Reputation: 11
Hello I'm new to Pyspark, While converting a string column "DOB" in my test.csv file to Date format I had an issue where Pyspark converts the bad records to null values. I'm aware of pyspark's method in handling bad data like , PERMISSIVE mode, FAILFAST mode, BadRecordPaths, which collects the bad data while reading the file/input, but is there any possible way to collect the bad records while running a function?
The Code is:
spark = SparkSession.builder.appName("Dob_test").getOrCreate()
df = spark.read.option("header", True).csv("./DataSource/test.csv")
df.show()
df.select(to_date(col("DOB"), "MM-dd-yyyy").alias("Date Of Birth")).show()
Input: DOB input
The Result:
In Result_DOB, Date Of Birth column the date of birth for NAME3 and NAME 4 is null. So I want to collect NAME3 and NAME4 records as error records/corrupt records while running this line
df.select(to_date(col("DOB"), "MM-dd-yyyy").alias("Date Of Birth")).show()
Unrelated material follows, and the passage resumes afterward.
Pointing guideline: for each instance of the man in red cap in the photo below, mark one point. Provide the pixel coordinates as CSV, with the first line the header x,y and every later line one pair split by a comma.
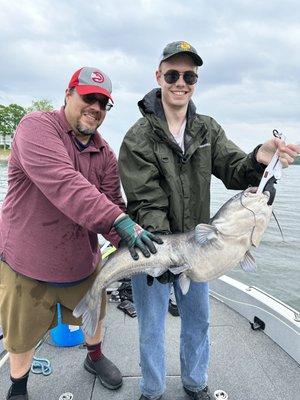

Any possible input would be valuable. Thank you.
Upvotes: 1
Views: 1537
Reputation: 1459
You can have another column which keeps the value if it cannot be casted like below
from pyspark.sql.functions import *
tdf=spark.createDataFrame([("Name1","05-25-1994"),("Name2","11-10-1998"),("Name3","et-05-1994"),("Name4","Null")],"name string, DOB string")
tdf.withColumn("corruptDOB",when(to_date(col("DOB"), "MM-dd-yyyy").isNull(),col("DOB"))).select(to_date(col("DOB"), "MM-dd-yyyy").alias("Date Of Birth"),"corruptDOB").show()
will give you output like below
+-------------+----------+
|Date Of Birth|corruptDOB|
+-------------+----------+
| 1994-05-25| null|
| 1998-11-10| null|
| null|et-05-1994|
| null| Null|
+-------------+----------+
Upvotes: 2